How can that be possible?  Well, it is possible because the branch of the corporation has to reign in on costs and employees are overhead and a major cost that shareholders don't like and corporations have a challenge controlling spending, so they fix the area that seems to be the easiest, in their people resources.  They bank on the fact that employees of any age are hesitant to rock the boat and put their jobs at risk and remain quiet.

The cycle has begun.  We're not listening to anyone who can help the ones that need help.  We're letting the ones who shouldn't be allowed to be in a position of power get away with some of the mass dysfunction.




"All diseases run into one, old age."
~Ralph Waldo Emerson

How about even to this day the Rolling Stones are considered super stars, setting concert ticket sales benchmarks.  Why is that when they haven't released a brand new single in how many years?  It is a little strange if you ask me.  It isn't what post Baby Boomer were raised to believe in and doesn't coincide with economics lessons of the best universities.   Yet, it happens.

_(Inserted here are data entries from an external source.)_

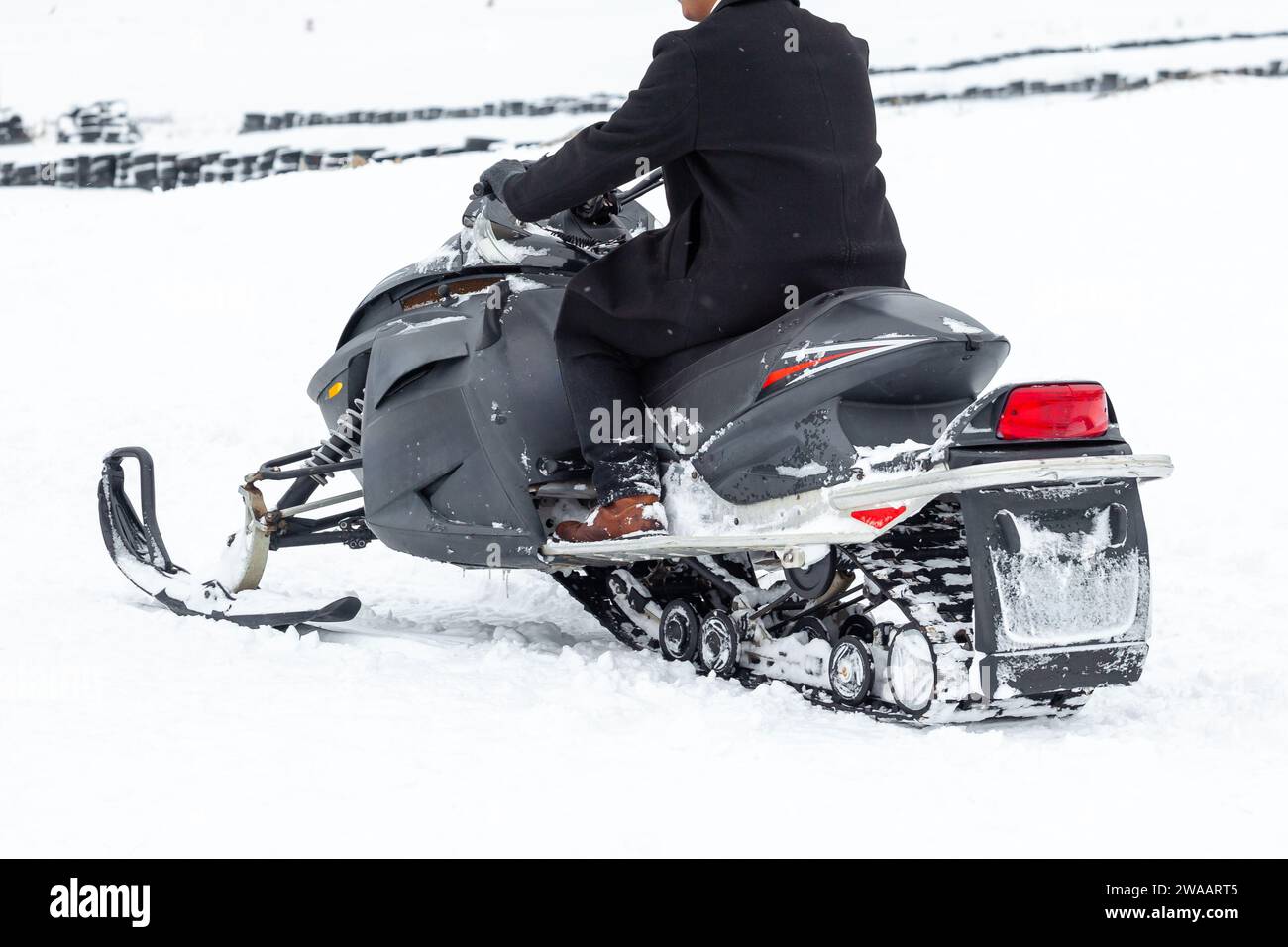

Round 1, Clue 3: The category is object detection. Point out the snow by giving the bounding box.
[0,0,1288,857]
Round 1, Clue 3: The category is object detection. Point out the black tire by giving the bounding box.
[783,549,836,601]
[697,609,739,678]
[791,616,840,644]
[841,614,876,644]
[827,635,873,707]
[657,598,702,661]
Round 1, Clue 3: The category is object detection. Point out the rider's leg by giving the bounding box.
[555,291,661,506]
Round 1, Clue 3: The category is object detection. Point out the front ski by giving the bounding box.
[98,447,362,629]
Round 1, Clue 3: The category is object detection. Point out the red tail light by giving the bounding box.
[997,385,1109,441]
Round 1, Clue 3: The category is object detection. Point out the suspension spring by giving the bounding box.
[311,398,362,487]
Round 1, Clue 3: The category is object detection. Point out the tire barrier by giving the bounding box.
[0,108,31,145]
[0,59,1288,191]
[875,59,1288,106]
[0,138,501,191]
[241,93,625,134]
[870,30,1288,76]
[58,99,143,145]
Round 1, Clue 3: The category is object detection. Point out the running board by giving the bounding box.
[541,454,1173,566]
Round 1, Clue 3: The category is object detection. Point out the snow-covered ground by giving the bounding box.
[0,0,1288,857]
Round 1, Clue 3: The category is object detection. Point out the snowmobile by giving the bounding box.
[99,165,1172,724]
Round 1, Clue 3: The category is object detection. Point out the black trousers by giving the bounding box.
[555,262,752,504]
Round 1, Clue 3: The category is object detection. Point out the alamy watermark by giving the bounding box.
[590,401,702,454]
[49,878,152,927]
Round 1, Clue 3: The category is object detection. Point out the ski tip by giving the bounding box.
[309,595,362,621]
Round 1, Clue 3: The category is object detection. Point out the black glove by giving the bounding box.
[474,158,532,201]
[572,192,622,227]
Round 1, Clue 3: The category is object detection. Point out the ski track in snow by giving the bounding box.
[0,4,1288,857]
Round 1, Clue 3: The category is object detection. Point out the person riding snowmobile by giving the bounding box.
[481,0,905,541]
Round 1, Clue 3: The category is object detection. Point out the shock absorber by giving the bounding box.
[277,352,371,510]
[278,398,362,510]
[304,398,362,487]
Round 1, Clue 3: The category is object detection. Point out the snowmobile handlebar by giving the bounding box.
[473,167,666,217]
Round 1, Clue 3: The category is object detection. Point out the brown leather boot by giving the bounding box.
[555,493,666,543]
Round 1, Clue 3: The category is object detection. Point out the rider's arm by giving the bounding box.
[502,34,698,220]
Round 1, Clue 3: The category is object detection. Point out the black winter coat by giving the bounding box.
[503,0,905,356]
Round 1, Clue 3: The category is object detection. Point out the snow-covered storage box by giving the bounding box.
[962,480,1150,698]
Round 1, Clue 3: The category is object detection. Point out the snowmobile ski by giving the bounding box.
[98,447,362,629]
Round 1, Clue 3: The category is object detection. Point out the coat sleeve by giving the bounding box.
[503,34,698,220]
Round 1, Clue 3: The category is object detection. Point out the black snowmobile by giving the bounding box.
[99,175,1172,721]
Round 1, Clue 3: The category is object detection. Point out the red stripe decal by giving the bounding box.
[760,346,881,390]
[850,506,909,530]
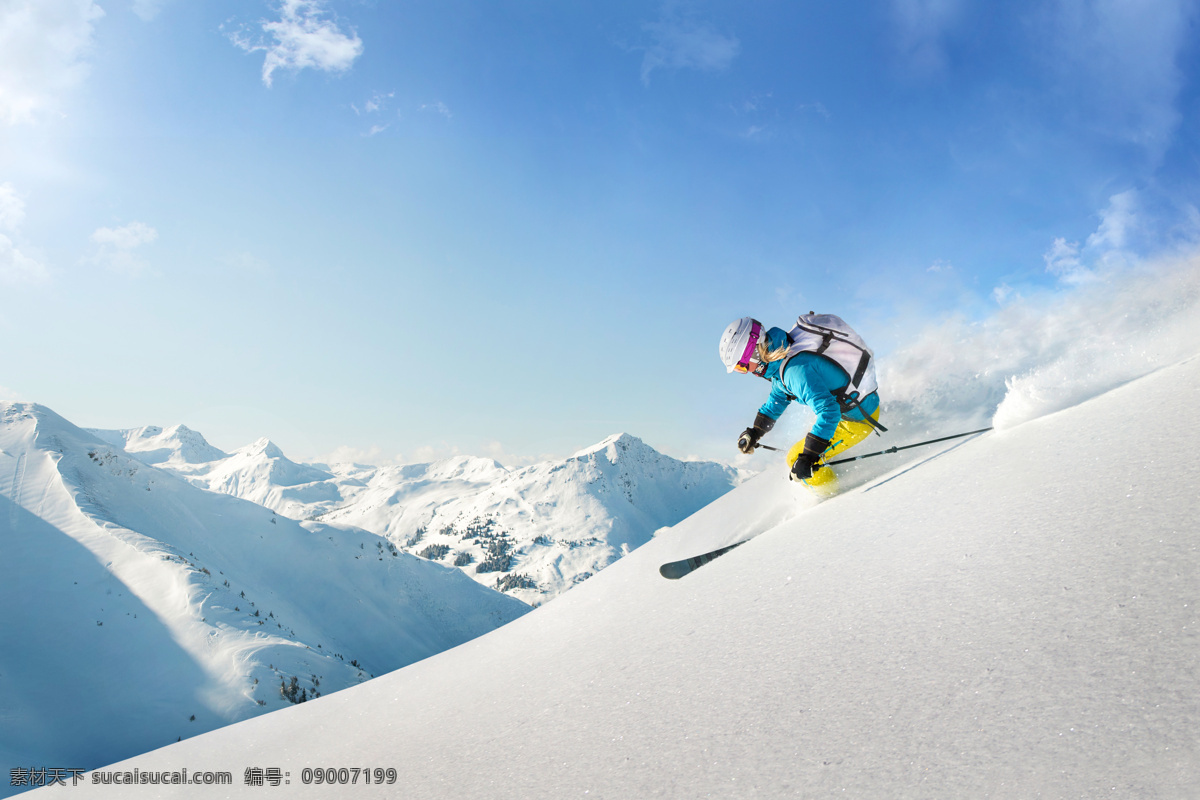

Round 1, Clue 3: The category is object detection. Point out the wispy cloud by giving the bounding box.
[0,184,25,230]
[892,0,964,73]
[228,0,362,86]
[1042,190,1142,283]
[89,222,158,276]
[1044,0,1198,160]
[0,0,104,125]
[133,0,169,22]
[221,251,275,276]
[0,184,48,285]
[421,100,454,120]
[635,5,742,86]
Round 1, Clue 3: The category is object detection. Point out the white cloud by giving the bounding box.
[421,100,454,120]
[1042,236,1084,277]
[0,234,49,284]
[89,222,158,276]
[221,251,275,276]
[0,182,25,230]
[0,0,104,125]
[1042,190,1141,283]
[1046,0,1196,158]
[229,0,362,86]
[0,182,48,284]
[133,0,167,22]
[1087,190,1138,249]
[640,7,742,85]
[350,91,396,116]
[892,0,964,72]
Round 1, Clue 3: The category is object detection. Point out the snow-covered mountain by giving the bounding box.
[95,426,745,604]
[42,356,1200,800]
[0,403,529,791]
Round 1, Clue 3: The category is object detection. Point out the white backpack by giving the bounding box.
[779,313,887,431]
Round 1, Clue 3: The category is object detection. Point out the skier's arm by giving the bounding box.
[758,381,792,420]
[772,353,841,439]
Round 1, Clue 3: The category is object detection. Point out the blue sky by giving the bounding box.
[0,0,1200,463]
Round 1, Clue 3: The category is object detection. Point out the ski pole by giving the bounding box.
[757,428,991,467]
[824,427,991,467]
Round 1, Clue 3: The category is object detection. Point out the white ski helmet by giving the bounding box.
[721,317,766,372]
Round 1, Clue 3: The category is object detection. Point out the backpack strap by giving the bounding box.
[829,386,888,437]
[796,317,871,386]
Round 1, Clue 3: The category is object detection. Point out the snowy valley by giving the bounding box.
[30,345,1200,800]
[0,403,739,794]
[91,426,749,604]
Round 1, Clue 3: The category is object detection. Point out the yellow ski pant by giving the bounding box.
[787,409,880,494]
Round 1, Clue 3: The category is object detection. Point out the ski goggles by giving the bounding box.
[733,323,762,372]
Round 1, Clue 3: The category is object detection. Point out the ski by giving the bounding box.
[659,541,745,581]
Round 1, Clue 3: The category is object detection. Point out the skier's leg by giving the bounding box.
[787,409,880,494]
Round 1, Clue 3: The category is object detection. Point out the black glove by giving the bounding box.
[738,414,775,456]
[791,433,829,481]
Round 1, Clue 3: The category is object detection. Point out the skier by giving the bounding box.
[720,313,887,495]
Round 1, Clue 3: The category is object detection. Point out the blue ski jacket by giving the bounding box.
[758,327,880,439]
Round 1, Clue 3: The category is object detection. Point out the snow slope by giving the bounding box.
[95,426,746,604]
[0,403,528,796]
[42,357,1200,800]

Shame on us for ignoring anything that doesn't directly impact us ... because it does impact us.  Maybe not today, or next year, but it will when there is no retirement or pension funds that were promised ... yes, from putting in many honest days' work, staying with a company until retirement, or making contributions... because the ones managing those funds are padding their own pockets and living the life we are naively thinking will be waiting for us at 65.  What about stock option plans that are encouraged?  Who really benefits from that?  Not the average worker realistically.

How about how we craftily recruit people in a way to reveal their age.  There are multitude of online application forms  with red stars that must be completed by prospective candidates in order to be processed that force a month and/or year.  Why? So, they can purposely, although never admittedly, avoid being hired because they're over 50.  Why? So someone in their 20s or 30s can be hired and paid less, within a corporate culture that has deteriorated severely from reward to fear.  

It's all our each and individual faults.  We allow it to happen. Once in a while a sexy newsworthy piece unfolds, gets it a whole bunch of attention and a company or government hangs its head in a moment of shame ... soon followed by the offender blasting out a response by a PR machine, to silence the outcry by its big mechanism ... just so that it can go back to finding ways to be more profitable, on the backs of the individuals who no longer have a voice, a culture, or expectation that they matter.

"True terror is to wake up one morning and discover your high school class is running the country."